In the above mentioned patent, a first liquid comprising microscopic particles in suspension is caused to pass through a granular medium until said granular medium is partially or completely clogged by said microscopic particles, said granular medium is at least partially unchoked by causing a second liquid to pass therethrough flowing at a higher speed than the first one, and, downstream of said bed in the direction of passage of said liquids, flocculated aggregates of said microscopic particles and a liquid effluent are recovered, partially or totally free from said particles.
The second liquid may be identical to the first liquid and contain particles in suspension. The first and second liquids pass advantageously through the granular medium from bottom to top and this granular medium may remain in a fixed bed or undergo an expansion of about 30% in volume at most during implementation of the process.
The mechanism of the above mentioned process may therefore be summed up in the following way:
from a certain choking up rate of the granular medium, the microscopic particles self-flocculate without the help of any chemical agent, within this granular medium;
during the unchoking phase, the aggregates thus formed are carried along by the liquid and freed from the granular medium on the surface of which they decant on condition, of course, that the upward speed of the liquid is less than the speed at which these aggregates are carried away.

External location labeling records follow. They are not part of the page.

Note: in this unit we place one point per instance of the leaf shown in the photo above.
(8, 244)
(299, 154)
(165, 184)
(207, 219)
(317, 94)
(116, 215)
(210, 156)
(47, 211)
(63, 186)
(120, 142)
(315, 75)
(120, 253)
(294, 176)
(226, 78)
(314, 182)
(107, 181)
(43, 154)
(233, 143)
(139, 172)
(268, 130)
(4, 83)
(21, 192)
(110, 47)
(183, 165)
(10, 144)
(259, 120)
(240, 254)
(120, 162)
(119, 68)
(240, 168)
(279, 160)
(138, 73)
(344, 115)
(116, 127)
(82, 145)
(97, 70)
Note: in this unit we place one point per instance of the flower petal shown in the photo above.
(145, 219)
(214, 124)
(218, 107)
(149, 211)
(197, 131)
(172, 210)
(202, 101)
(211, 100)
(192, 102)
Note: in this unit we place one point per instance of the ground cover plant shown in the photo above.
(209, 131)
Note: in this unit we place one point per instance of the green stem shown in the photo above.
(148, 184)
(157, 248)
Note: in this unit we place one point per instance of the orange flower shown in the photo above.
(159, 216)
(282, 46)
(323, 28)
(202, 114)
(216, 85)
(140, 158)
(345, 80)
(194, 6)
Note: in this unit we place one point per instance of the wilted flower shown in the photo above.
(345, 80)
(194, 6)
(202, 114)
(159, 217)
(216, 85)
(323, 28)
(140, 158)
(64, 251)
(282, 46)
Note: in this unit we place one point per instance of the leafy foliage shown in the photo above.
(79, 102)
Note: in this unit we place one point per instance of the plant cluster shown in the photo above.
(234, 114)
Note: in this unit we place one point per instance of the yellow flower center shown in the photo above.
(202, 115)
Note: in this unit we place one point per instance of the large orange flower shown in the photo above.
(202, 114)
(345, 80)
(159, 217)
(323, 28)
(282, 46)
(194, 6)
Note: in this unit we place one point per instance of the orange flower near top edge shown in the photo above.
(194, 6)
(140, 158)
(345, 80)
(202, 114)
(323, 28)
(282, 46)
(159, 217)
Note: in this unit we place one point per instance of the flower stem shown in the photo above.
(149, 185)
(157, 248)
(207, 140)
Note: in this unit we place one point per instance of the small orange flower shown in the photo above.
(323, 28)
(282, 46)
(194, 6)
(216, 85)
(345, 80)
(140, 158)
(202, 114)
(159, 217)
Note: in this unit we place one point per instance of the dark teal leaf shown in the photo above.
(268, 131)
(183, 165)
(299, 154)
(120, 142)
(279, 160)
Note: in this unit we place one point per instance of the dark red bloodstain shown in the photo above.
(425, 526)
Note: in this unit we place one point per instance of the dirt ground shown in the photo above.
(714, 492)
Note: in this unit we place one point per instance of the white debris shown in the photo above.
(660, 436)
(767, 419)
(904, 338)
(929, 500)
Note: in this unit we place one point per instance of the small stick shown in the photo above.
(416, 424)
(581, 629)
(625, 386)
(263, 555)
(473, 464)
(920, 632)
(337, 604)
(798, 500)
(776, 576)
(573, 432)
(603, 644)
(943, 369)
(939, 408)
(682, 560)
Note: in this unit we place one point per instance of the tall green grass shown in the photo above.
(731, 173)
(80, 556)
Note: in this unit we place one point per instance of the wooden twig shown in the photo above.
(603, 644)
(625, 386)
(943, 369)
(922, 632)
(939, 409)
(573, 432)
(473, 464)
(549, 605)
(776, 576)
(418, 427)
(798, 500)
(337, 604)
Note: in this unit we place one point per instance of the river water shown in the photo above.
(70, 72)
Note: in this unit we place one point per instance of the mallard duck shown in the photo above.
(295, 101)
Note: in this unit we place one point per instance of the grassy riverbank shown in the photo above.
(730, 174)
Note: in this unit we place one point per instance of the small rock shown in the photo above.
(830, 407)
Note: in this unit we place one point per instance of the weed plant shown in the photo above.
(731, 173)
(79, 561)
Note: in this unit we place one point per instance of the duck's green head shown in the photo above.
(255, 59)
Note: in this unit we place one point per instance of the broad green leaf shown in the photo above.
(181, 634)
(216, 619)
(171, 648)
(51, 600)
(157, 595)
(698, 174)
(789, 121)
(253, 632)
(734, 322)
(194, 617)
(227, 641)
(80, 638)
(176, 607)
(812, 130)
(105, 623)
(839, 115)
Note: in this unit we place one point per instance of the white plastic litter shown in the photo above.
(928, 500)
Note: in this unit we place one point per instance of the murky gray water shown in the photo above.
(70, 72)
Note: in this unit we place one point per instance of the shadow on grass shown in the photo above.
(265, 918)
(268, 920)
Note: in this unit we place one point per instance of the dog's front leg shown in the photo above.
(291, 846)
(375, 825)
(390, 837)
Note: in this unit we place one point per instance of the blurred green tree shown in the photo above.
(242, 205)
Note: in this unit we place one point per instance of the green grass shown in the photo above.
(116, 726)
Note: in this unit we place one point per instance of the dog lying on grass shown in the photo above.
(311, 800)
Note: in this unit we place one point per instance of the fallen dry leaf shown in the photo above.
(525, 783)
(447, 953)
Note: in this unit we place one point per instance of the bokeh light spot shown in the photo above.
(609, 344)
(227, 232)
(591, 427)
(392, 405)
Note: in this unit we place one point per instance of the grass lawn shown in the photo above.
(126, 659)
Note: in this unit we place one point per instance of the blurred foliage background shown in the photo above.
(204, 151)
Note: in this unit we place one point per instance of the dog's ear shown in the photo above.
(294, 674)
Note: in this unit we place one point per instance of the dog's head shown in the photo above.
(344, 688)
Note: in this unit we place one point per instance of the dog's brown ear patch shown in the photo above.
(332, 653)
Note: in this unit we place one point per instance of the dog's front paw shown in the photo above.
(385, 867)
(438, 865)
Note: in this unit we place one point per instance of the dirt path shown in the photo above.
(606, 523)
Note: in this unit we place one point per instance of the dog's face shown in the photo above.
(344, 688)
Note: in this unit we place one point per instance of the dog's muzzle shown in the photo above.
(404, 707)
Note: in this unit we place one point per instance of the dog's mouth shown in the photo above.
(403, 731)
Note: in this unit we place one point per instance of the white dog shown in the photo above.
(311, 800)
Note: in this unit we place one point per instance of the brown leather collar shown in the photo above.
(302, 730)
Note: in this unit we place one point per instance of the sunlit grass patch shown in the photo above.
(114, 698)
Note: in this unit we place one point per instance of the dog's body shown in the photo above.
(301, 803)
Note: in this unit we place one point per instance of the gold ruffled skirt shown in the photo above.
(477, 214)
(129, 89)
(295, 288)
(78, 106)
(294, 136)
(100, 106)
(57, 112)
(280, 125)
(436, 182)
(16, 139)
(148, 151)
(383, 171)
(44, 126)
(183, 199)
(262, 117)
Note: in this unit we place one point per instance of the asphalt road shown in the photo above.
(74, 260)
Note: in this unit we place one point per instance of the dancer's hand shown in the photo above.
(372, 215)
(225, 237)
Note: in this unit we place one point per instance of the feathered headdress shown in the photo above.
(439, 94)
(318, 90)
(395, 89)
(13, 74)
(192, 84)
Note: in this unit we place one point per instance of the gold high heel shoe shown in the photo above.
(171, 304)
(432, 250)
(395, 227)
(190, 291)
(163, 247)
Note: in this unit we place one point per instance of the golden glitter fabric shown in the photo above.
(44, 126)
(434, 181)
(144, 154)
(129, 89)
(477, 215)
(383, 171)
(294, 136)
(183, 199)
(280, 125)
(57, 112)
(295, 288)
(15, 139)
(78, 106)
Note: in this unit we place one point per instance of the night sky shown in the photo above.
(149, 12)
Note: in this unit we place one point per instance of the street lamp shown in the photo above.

In continuous operation, a slight expansion of the granular medium is maintained in a way such that it presents sufficient resistance to the passage of the particles so that they flocculate and such that, simultaneously, this medium is sufficiently permeable for the aggregates thus formed to be able to pass therethrough and be released.
To this end, in practice, as is described in the prior patent application, the partially purified liquid effluent is recycled, at least partially, to the supply side of the granular medium.